CAR T-cell therapy is manufactured from a patient’s own T‑cells that are obtained through a leukapheresis process and then sent for CAR T-cell manufacturing. Thus, this is not an off‑the‑shelf product. There is a lead time between when the patient is identified as a candidate, enrollment, apheresis, and manufacture. If the patient has rapidly progressing disease, therapy either before apheresis or bridging therapy between apheresis and CAR T-cell therapy infusion may be needed to keep their disease under control while waiting for the CAR T-cell therapy infusion.
It is important to avoid very myelosuppressive agents just before apheresis. For instance, bendamustine is not a good agent to use before apheresis because the recovery of T-cells may be poor following the therapy with this myelosuppressive agent. Patients with R/R FL who have received many previous lines of therapy are more likely to experience longer‑term cytopenias as a result, and cytopenias are definitely a major risk of CAR T‑cell therapy. Patients need to have adequate cell counts to ensure that they can be apheresed successfully and to minimize their risk for long-term, profound cytopenias and increased susceptibility to infection after CAR T-cell therapy infusion.

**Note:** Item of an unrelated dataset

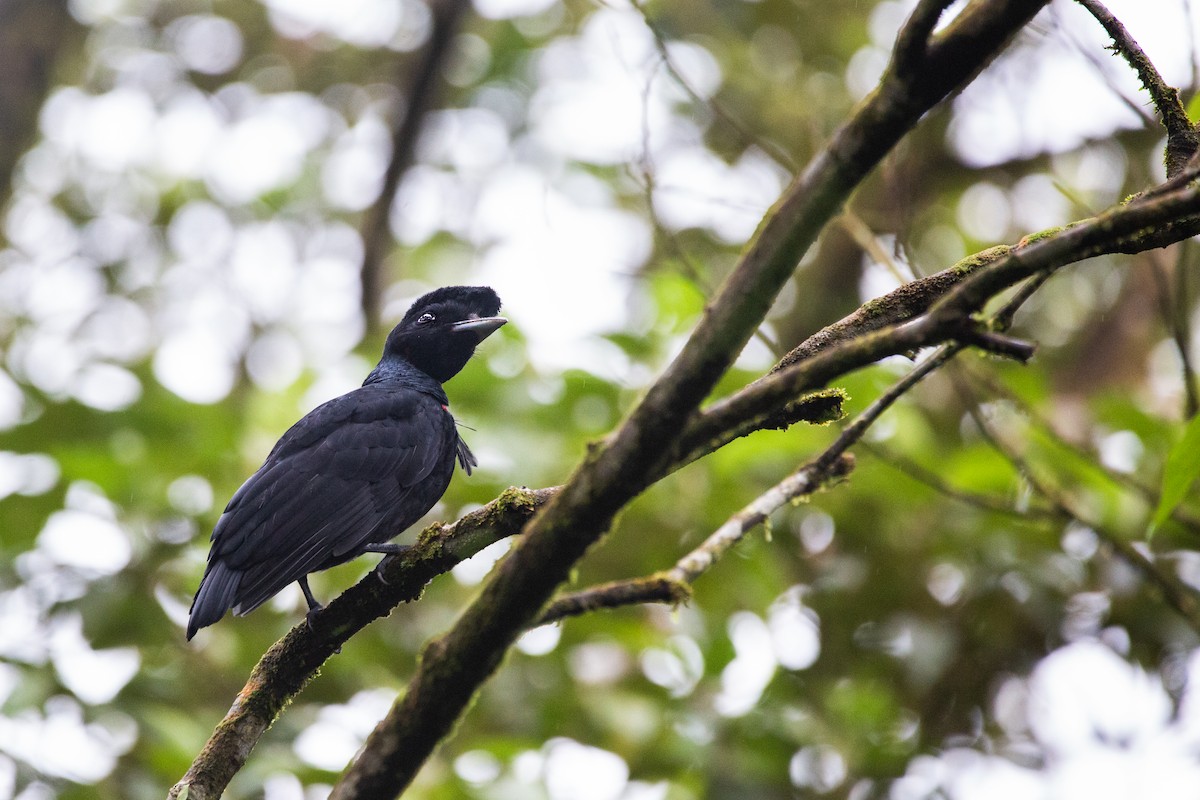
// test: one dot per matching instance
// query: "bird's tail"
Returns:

Patients should not have an active infection before undergoing infusion with CAR T-cell therapy because this leads to much higher risk of complications related to CRS. Comorbidities that should raise concern regarding CAR T-cell therapy are cardiac dysfunction and any sort of symptomatic neurologic symptoms, including dementia or even mild cognitive impairment. These patients will be at increased risk for neurologic toxicity from the CAR T-cell therapy, and it can also make assessment of possible neurotoxicity very difficult if there is a competing preexisting diagnosis. Social support is an important part of candidacy considerations. Since patients can have long-term toxicities related to the CAR T-cell therapy even after they are discharged from the hospital, it is essential they have a caregiver who can take them to follow-up appointments in the weeks after CAR T-cell infusion and monitor them for CAR T-cell therapy AEs, such as CRS or neurologic symptoms that may occur after that immediate postinfusion period.
Jean L. Koff, MD, MSc:
A consensus grading system has been developed for CRS, accounting for fever, hypotension, and hypoxia.12,13 Higher grades of CRS are defined by the need for vasopressor and airway support.
Jean L. Koff, MD, MSc:
It will be important for practitioners to rule out other potential causes of systemic inflammatory symptom response, such as disease progression or infection.13 The management of CRS is algorithmic based on grade. Upon recognition of CRS and grading, prompt intervention and supportive care are recommended. Approaches include withholding the current infusion and administration of tocilizumab and corticosteroids, depending on severity.